Step by step on Grand Avenue Friday morning, Shaylah McQueen-Lee walked towards her near future as a K‑2 teacher at Benjamin Jepson School — marking her return to the New Haven Public Schools (NHPS) district after graduating from Hillhouse more than a decade ago as both valedictorian and a teen mom.
McQueen-Lee was one of roughly three dozen incoming NHPS educators to go on a two-hour walking tour of Fair Haven Friday as part of a district effort to introduce public school teachers to the city’s neighborhoods.
The Fair Haven tour was led by David Weinreb, a Fair Haven resident, former Fair Haven School teacher, and current Elm City Montessori magnet resource teacher.
The tour made stops at a mini-park at Exchange and Haven Streets, at Fair Haven Community Health Care’s (growing) headquarters near Grand and James, at Fair Haven Library, and outside Fair Haven School and Junta for Progressive Action, among other stops — all with the goal of “asset mapping” the community, as Weinreb put it. That is, to show incoming teachers the wealth of community resources that already exist across New Haven that they and their students and families can benefit from, both inside and outside the classroom.

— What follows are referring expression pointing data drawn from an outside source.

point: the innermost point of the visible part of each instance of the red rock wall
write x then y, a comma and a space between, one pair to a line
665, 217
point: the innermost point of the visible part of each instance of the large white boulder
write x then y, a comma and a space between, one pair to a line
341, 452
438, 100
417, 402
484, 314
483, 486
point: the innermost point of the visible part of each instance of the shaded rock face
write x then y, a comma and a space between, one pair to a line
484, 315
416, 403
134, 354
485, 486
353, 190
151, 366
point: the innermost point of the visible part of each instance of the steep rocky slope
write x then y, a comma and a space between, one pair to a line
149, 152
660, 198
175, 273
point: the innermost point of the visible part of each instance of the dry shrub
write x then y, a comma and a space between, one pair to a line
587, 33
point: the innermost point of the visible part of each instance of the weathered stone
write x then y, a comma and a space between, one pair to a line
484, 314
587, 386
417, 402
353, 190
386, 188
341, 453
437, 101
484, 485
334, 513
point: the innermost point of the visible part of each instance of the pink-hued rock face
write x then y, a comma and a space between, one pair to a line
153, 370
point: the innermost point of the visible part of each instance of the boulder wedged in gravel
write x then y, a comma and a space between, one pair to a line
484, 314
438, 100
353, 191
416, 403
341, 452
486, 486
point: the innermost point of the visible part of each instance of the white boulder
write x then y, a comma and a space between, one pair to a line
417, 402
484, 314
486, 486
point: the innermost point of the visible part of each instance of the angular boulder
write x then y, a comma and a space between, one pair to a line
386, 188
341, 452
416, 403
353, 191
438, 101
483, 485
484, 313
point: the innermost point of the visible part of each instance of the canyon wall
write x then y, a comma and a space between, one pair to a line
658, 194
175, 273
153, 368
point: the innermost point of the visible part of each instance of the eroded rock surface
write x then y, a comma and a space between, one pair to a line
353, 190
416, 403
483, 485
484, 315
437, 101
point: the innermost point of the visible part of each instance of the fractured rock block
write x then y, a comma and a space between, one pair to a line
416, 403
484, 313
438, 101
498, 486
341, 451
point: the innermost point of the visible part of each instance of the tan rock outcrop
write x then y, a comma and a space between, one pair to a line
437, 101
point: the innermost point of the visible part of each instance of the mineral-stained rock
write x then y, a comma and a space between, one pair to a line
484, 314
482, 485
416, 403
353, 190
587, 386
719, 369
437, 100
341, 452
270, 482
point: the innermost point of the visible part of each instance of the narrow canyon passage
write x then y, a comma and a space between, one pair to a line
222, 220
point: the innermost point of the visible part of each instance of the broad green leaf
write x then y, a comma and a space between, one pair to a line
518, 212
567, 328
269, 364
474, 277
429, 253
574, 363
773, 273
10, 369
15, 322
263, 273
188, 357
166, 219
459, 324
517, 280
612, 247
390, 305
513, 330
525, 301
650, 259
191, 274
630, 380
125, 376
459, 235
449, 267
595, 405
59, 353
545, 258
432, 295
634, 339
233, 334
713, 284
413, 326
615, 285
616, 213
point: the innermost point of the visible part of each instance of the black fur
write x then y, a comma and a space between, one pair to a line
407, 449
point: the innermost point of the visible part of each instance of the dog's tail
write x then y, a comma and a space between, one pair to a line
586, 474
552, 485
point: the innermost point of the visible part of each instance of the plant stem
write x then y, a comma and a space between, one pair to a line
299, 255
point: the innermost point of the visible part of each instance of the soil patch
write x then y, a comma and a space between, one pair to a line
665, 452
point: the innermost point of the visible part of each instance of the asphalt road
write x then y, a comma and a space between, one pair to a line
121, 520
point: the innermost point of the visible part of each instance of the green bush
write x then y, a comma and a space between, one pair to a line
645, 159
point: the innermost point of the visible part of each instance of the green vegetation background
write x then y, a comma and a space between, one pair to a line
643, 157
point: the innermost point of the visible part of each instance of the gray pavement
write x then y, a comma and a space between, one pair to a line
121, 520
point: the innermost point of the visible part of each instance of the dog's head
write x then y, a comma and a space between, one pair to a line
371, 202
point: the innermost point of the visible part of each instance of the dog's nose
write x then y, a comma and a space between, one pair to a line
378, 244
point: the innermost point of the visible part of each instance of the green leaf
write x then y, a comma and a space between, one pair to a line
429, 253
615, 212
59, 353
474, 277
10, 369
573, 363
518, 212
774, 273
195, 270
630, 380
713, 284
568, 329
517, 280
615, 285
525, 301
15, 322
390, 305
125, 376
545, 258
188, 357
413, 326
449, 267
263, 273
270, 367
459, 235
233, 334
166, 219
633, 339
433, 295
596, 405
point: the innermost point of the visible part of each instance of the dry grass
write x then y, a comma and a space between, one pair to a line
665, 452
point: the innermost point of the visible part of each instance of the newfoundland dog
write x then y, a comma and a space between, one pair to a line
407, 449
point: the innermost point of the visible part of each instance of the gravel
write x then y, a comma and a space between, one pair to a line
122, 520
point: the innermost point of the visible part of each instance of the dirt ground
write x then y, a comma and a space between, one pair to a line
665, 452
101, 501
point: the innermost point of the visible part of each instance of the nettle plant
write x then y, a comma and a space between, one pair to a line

Similar new-teacher tours took place Friday in Newhallville, as led by Kim Harris, and in the Hill, as led by Danny Diaz.
McQueen-Lee diligently scribbled notes in a pocket-sized notebook at each stop. Though some of the resources and restaurants and parks and other Fair Haven amenities she learned about on Friday were new to her, the neighborhood, and the school district she’s about to start working for, are familiar.
Born and raised in New Haven, McQueen-Lee said she spent five years living on Fillmore Street in Fair Haven.
She’s also a NHPS grad, former Wexler Grant volunteer, and Hillhouse High School valedictorian for the Class of 2012. She was also a teen mom while in high school, and won a Gates Millennium Scholarship to attend college and live in a dorm set aside for single moms and their kids.
McQueen-Lee said she’s subbed in NHPS in the past. Her most recent full-time job was as a recreational therapist at a nursing home in Chester. Starting next week, with the school year that starts Aug. 29, she’ll be a K‑2 and special education teacher at Benjamin Jepson School.
“Elementary has always been my preference,” she said, in terms of the grade level she’s most wanted to teach since deciding to pursue a career as an educator. She smiled and lifted her arms, talking about how she’s always bouncing off the walls with energy — and will need to direct that enthusiasm in her classroom towards helping her kids calm down and learn.
Her big takeaway from Friday’s Fair Haven walking tour: “Just the pride” that so many Fair Haveners have in their neighborhood, which is teeming with shops, social services, and cultural diversity. She currently lives in Hamden, but is looking to move back to her home city.
And what is she hoping to bring with her from her experience as a valedictorian and teen mom during her own time as a student at NHPS?
“Just to never give up on kids,” she said.